La Rochelle Cinéma: it’s a mad world

CINÉMA – Une guerre mondiale, une apocalypse nucléaire, une cité qui va craquer … les films s’enchaînent à La Rochelle Cinéma et proposent une vision du monde ultra-anxiogène. Heureusement il y a Mylène Demongeot pour souffler quelques paillettes dorées sur la programmation.

Insoutenable chemin de croix

« On veut tous aider les autres, l’être humain est comme ça : on veut se faire du bien, pas se faire du mal, dans ce monde y a de la place pour tout le monde ». C’est sur cette déclaration humaniste (idéaliste ?) tirée du Dictateur de Chaplin que s’ouvre Le Déserteur, quatrième long-métrage du québécois Maxime Giroux (sortie nationale 21 août 2019) et ce sera bien la seule note optimiste du film.

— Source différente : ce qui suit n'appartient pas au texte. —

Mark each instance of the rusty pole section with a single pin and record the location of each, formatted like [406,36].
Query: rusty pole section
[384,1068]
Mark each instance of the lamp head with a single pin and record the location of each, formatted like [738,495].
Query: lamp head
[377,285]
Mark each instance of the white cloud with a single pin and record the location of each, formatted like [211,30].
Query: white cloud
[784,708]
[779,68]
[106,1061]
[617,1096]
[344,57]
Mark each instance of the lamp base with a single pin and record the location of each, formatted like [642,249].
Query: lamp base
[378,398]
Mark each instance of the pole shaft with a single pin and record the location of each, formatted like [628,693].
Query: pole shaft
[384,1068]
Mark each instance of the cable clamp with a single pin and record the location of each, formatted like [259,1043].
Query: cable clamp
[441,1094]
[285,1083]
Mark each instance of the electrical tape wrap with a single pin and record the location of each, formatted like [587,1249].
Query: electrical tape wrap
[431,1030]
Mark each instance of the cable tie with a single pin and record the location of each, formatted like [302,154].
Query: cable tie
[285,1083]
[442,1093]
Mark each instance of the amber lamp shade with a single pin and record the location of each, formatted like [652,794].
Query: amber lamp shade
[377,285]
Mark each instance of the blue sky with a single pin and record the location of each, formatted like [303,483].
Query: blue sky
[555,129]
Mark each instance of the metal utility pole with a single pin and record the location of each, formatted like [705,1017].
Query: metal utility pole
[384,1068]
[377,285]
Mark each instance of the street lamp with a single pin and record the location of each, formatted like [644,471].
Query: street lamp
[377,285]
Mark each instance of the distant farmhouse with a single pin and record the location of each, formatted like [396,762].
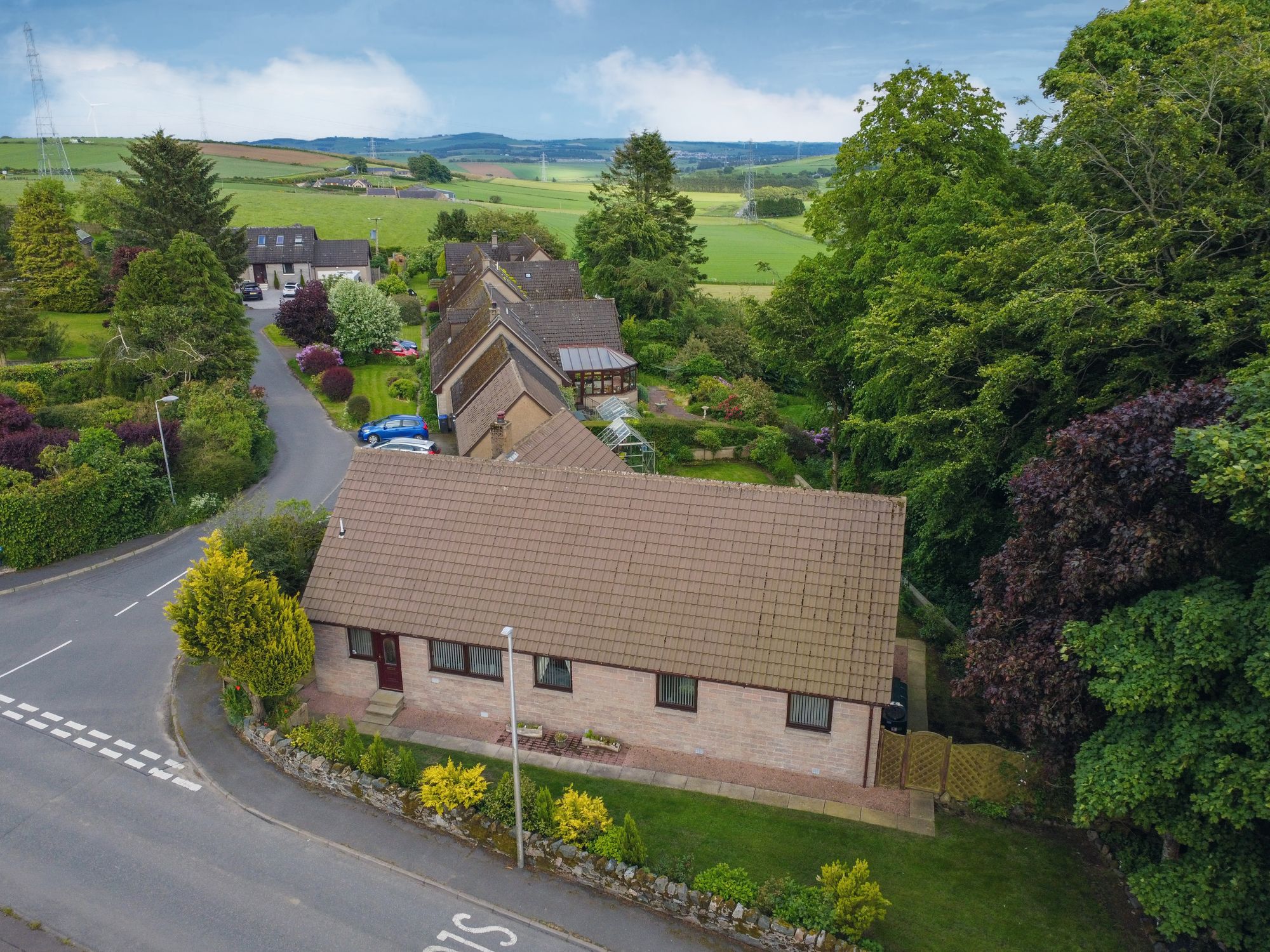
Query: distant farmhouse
[295,252]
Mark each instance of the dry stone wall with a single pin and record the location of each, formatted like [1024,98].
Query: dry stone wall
[633,884]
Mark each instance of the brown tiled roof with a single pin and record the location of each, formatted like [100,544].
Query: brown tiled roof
[562,441]
[501,378]
[760,586]
[446,354]
[591,321]
[545,281]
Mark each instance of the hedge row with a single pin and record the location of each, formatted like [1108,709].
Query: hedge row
[44,374]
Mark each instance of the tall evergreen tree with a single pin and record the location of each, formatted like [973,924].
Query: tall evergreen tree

Parcours initiatique, Le Déserteur nous conte le chemin de croix d’un Canadien en train de fuir une guerre (aux Etats-Unis) qui fait rage alors qu’il vient de remporter un concours d’imitation de Charlie Chaplin. Dans son échappée, le héros Philippe (magnétique Martin Dubreuil) rencontre tout ce que l’humanité compte de plus vil (les « méchants » sont interprétés entre autres par Redah Kateb, Sarah Gadon ou un Romain Duris à contre-emploi) et de plus opprimé (Soko dans un rôle de captive réduite à faire littéralement le chien !)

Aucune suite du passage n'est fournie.